The Future of Intelligent Orchestration
Emerging areas that will shape the future of orchestration include:
- AI-driven orchestration that adapts dynamically to environment conditions
- Hybrid orchestration spanning clouds, edge environments and 5G
- Hyperautomation integrating business workflow orchestration beyond just IT
- Orchestration mesh concepts that distribute orchestration capabilities
- No-code techniques empowering "citizen automators"
- Autonomous orchestration for minimal human intervention
- Built-in cyber resilience with orchestration-aware security architectures
IT leaders that leverage intelligent orchestration position themselves to enable greater innovation, resilience and competitiveness.
Key Takeaways
- Orchestration is critical for coordinating automated workflows across today‘s multi-technology environments.
- Benefits include enhanced efficiency, collaboration, agility and innovation.
- Major use cases span IT, cloud, data and business operations.
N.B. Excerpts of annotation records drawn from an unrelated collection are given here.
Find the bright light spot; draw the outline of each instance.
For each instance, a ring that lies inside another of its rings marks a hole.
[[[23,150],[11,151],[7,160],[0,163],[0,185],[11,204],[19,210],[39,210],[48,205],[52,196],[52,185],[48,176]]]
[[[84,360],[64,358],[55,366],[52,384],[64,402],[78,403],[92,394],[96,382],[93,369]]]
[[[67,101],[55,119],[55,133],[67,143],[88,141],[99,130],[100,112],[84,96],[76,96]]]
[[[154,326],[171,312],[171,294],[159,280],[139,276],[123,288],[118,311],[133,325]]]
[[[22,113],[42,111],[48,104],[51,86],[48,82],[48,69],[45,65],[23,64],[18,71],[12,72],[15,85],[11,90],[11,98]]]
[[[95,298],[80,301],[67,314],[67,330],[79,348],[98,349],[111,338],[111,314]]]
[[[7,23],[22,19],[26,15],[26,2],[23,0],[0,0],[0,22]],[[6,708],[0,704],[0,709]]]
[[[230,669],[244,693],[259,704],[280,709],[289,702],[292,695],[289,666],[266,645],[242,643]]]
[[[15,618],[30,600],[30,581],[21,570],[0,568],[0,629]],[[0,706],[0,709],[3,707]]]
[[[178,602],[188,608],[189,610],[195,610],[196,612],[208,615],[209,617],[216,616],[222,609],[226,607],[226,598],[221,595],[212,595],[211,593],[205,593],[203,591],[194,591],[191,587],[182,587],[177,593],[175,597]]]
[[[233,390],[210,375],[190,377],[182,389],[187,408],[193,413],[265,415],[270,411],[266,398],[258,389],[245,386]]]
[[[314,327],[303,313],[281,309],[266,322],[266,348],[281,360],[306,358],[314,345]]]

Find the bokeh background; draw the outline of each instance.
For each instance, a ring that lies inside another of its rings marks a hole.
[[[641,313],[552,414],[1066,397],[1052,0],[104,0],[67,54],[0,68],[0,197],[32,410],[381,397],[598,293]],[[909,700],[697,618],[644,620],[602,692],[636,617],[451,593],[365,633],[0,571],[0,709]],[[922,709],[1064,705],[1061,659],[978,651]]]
- Both open source and paid tools provide options for unified automation.
- Look for ease of use, scalability and emerging capabilities when evaluating solutions.
- Start small, prove value and grow orchestration in maturity over time.
Orchestration serves as a force multiplier for IT and businesses seeking to digitally transform. Organizations that leverage orchestration position themselves to innovate and compete better.